The Real World


May 2010
  The Psychologist, 23 (5), 365.

As we write this, the UK election has just been announced. As you read this, the result will be known. If you live in Britain, you will have just endured an endless stream of newsprint of television debates of opinion polls. Debate will now be turning to whether the media influenced our opinions significantly and whether the polls measured our opinions accurately.

But perhaps these are the wrong questions to ask — a phenomenon which we cannot attribute to politicians and journalists without looking closer to home. Herbert Blumer famously complained that we human scientists concentrate so exclusively on the process of producing answers (hypothesis testing) that we almost entirely neglect the process of producing worthwhile questions (hypothesis generation). And, as the novelist Thomas Pynchon remarked in his ‘Proverbs for Paranoids’, if you get people asking the wrong questions, you don’t need to worry about the answers.

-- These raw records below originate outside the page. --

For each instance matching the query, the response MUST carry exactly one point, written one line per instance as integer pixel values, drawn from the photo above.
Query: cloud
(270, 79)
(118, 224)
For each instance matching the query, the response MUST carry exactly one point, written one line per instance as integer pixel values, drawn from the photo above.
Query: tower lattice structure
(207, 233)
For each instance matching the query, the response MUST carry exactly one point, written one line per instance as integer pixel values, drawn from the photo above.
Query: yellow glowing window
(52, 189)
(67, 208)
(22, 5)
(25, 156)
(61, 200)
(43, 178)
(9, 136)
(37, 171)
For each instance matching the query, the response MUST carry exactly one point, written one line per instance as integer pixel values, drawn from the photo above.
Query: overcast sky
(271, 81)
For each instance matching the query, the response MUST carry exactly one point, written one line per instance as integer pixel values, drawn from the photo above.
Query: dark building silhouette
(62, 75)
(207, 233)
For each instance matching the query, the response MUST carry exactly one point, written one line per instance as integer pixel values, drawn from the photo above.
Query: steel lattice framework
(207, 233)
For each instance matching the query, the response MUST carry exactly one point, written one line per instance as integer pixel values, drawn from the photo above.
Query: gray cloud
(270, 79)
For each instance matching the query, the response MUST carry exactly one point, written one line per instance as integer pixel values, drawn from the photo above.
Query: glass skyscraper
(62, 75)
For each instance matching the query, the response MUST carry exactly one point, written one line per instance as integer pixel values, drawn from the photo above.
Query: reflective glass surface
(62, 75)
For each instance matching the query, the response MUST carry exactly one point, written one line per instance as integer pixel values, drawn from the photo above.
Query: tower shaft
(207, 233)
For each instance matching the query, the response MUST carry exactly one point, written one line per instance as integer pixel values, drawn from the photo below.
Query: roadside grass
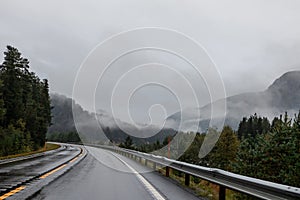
(48, 147)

To explain what we mean, consider the leadership debates. Like the election itself, these still lie in the future. We can’t predict how the candidates will perform but we can confidently predict that the key question that will dominate the press over the following days will be less about what Brown and Cameron said than about who came out on top. This is certainly true of the iconic Nixon-Kennedy debates. All we recall now is how Nixon looked shifty sweaty and swarthy, how Kennedy looked young, vigorous and open and how Kennedy won the day — even though those who only heard the debate on radio as opposed to watching it on television adjudged Nixon the winner.

The point here is that what concerns us in such debates is not so much what we thought ourselves. It is rather what we think that others thought of them (which is not always the same as what others did think of them). In asking ‘who won’ we are dealing with meta-perceptions. And that matters, because in deciding what to think and — especially — what to do ourselves, we look to what other people, especially people like us, think and do.

There is growing evidence, in a whole number of areas, that our sense of socially shared beliefs often impacts on people as much, if not more, than their own individual beliefs. Indeed, Julie Duck, Debbie Terry, Joanne Smith and Mike Hogg have shown us that individual attitudes only predict behaviour to the extent that one’s attitude reflects the perceived group norm. To give but one example, research conducted before the 2003 Gulf War showed that most Americans opposed armed intervention, but that most Americans believed that the majority supported armed intervention and that it was the latter rather than the former which predicted their public actions.

Clearly, Fox News and its like must take much of the blame (or, if you are George Bush/Dick Cheney/Donald Rumsfeld, the credit) for this. And there’s the rub. As recent research has established, mass media may not change a single person’s individual attitude but still have a massive impact on social affairs by changing our sense of what others think. This suggests that the question we ought to be asking after the election is not ‘did the media influence our opinions?’ but rather ‘did the media influence our sense of social norms?’. By the same token, we might move from asking ‘did the polls accurately measure our opinions?’ to ‘did the polls help form social norms?’.

That way, we might get a better understanding of what happened in this merry month of May. New questions for a new Britain. After all, this election was supposed to be all about change. Let us, as psychologists, take that personally.